Lo strappo dalla maggioranza non ha costruito nulla. La diaspora dell’altra destra non è un’alternativa. Fini ha deluso i suoi nuovi compagni di strada. Non è lui l’antidoto a Berlusconi. Ed è un uomo che ormai odora di insuccesso. L’alleanza con Casini non è mai decollata. Fini si è infilato in un vicolo cieco. Non può tornare da Berlusconi, ma non c’è nessun altro che è pronto a scommettere sulla sua fortuna. Non gli resta che correre da solo, con una squadra a pezzi e senza il favore degli elettori. È da qui che deve ripartire, ma ci vorrebbe un colpo d’ala.

Invece no. Quello che si vede è lo sforzo di un uomo che resta abbarbicato all’ultima poltrona della sua vita.
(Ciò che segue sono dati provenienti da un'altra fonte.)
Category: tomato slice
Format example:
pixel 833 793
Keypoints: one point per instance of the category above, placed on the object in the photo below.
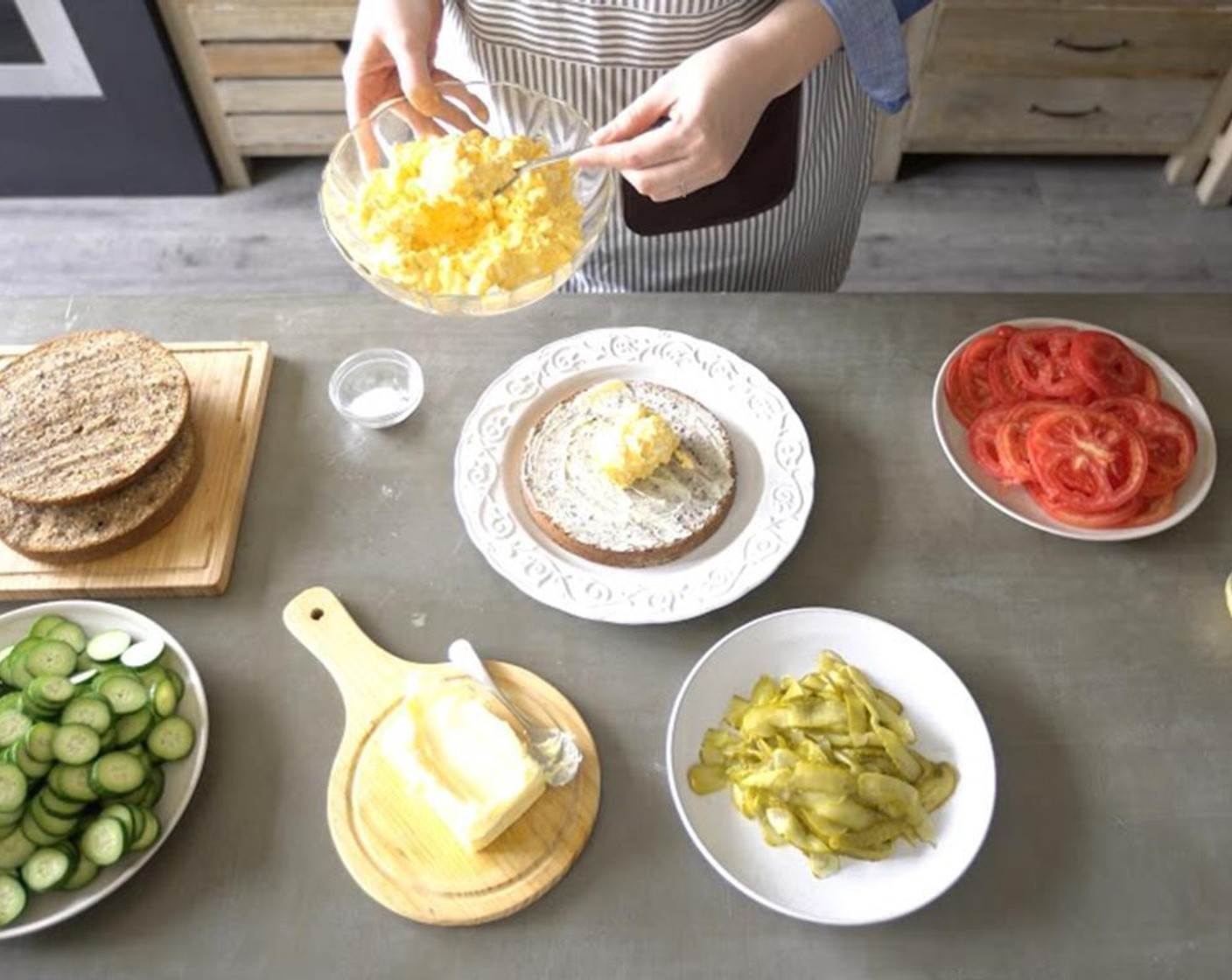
pixel 1107 365
pixel 1172 442
pixel 1087 461
pixel 1119 516
pixel 962 410
pixel 1156 508
pixel 1040 360
pixel 1012 439
pixel 982 442
pixel 970 391
pixel 1003 382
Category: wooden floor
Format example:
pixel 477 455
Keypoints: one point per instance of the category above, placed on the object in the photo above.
pixel 965 225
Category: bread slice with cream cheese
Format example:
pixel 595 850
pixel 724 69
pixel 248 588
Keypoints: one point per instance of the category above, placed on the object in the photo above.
pixel 570 494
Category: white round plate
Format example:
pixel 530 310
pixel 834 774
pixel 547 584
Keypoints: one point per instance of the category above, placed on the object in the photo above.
pixel 948 725
pixel 774 465
pixel 181 777
pixel 1018 503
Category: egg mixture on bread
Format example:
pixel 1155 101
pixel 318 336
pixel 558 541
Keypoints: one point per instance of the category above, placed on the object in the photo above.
pixel 628 473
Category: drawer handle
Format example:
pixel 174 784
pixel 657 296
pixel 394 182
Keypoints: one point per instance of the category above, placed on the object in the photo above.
pixel 1057 114
pixel 1060 42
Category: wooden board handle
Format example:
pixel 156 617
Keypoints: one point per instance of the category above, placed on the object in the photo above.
pixel 368 676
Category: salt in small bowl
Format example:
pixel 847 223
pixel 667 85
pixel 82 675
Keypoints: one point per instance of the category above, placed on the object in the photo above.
pixel 377 388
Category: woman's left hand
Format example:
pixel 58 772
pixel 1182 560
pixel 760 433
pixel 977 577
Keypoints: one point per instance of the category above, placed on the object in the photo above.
pixel 709 106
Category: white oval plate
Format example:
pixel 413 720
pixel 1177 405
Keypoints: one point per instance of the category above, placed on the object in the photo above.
pixel 948 725
pixel 1018 503
pixel 181 777
pixel 774 491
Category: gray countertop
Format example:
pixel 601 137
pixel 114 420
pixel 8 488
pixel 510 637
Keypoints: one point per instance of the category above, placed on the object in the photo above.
pixel 1104 671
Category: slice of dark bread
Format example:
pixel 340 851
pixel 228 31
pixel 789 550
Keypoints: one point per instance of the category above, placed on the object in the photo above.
pixel 654 521
pixel 87 413
pixel 74 533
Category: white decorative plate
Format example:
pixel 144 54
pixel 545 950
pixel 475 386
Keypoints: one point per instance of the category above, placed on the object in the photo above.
pixel 181 777
pixel 1018 503
pixel 948 724
pixel 774 477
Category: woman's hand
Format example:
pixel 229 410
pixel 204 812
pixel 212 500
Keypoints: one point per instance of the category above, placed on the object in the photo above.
pixel 393 48
pixel 710 104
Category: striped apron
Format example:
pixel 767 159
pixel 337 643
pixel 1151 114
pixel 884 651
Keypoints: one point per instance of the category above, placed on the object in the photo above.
pixel 600 54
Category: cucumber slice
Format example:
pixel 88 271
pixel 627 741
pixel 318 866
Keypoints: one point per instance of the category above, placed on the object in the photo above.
pixel 46 623
pixel 103 841
pixel 116 774
pixel 51 656
pixel 172 738
pixel 14 726
pixel 46 868
pixel 132 729
pixel 57 805
pixel 88 709
pixel 38 741
pixel 51 692
pixel 15 850
pixel 142 654
pixel 31 766
pixel 69 633
pixel 75 745
pixel 12 899
pixel 14 787
pixel 164 698
pixel 132 819
pixel 153 788
pixel 108 645
pixel 15 672
pixel 83 874
pixel 36 835
pixel 150 831
pixel 124 693
pixel 57 826
pixel 72 783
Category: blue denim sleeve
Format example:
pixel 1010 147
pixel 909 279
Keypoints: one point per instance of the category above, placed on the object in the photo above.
pixel 873 45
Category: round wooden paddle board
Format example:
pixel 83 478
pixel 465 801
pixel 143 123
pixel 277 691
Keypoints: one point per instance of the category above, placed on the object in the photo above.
pixel 391 841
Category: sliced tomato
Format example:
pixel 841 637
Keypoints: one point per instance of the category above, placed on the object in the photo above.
pixel 1087 461
pixel 1012 439
pixel 1040 360
pixel 982 442
pixel 970 391
pixel 1172 442
pixel 1003 382
pixel 1156 508
pixel 1107 365
pixel 1117 516
pixel 962 410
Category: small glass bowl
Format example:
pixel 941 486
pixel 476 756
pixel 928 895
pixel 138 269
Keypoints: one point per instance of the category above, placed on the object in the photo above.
pixel 377 388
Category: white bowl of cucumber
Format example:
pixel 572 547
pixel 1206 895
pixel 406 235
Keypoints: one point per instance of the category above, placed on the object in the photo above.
pixel 102 738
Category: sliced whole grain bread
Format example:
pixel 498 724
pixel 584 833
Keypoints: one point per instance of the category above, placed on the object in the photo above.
pixel 87 413
pixel 83 531
pixel 654 521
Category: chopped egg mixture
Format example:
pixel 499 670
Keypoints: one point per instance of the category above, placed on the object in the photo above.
pixel 634 443
pixel 435 225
Salvatore TRAMONTANO PER IL GIORNALE, 15 DICEMBRE 2010

……L’ultima poltrona della sua vita, perchè la congiura fallita di ieri ha messo a nudo il re. Il re Fini, re solo di se stesso e delle sue smodate ambizioni e delle sue altrettanto furiose frustrazioni, ha finito di concionare e l’ultima cosa che può fare è di rimanere sulla poltrona di cui ha fatto squallido mercimonio per tentare di disarcionare il Cavaliere. Per farlo ha ridicolizzato se stesso con la tesi secondo cui quella di Berlusconi è una vittoria solo….numerica. Ma lo sa Fini che in democrazia sono i numeri a contare e a fare la differenza? E se per caso avesse prevalso la sfiducia per tre voti cosa avrebbe detto? Fini sa bene che sta arrampicandosi sugli specchi di una sconfitta che prima ancora che numerica è politica, politica senza appello, perchè da oggi in poi, nulla sarà più come prima. Certo, i suoi uomini ( e chissà quanti in verità!) si trasformeranno alla Camera (di certo non al Senato) in forsennati dipietristi, veri e propri terroristi, ma il terrorismo può fare qualche danno, può conseguire qualche vittoria momentanea, ma alla fine vince sempore lo Stato, vincono gli interessi nazionali, quelli dei quali da sempre Fini se ne impipa. D’altra parte è proprio da uno dei suoi randellatori che gli dovrebbe venire l’esempio. Briguglio, secondo solo a Bocchino in materia di killeraggio di Berlusconi, ieri sera si è dimesso da componente del COPASIR, l’organo parlamentare di controllo dei servizi segreti, con una lettera indirizzata al presidente dell’organo, D’Alema e allo stesso Fini. Ha scritto Briguglio nella lettera che essendo stato nominato in rappresentaza della maggioranza, non può rimanere nell’incarico essendo ormai passato all’opposizione, come stabilito da Fini, solo da lui, domenica scorsa durante la chiacchierata con la signora Annunziata. Ha fatto bene Briguglio. Fini lo imiti, al più presto. Anch’egli fu eletto dalla maggioranza e in rappresentanza della maggioranza. Ora che ufficialmente è passato all’opposizione dimettersi dalla carica di presidente della Camera non è solo un dovere morale, ma un obbligo istituzionale. Se ci rimane è un abusivo, anzi un portoghese. g.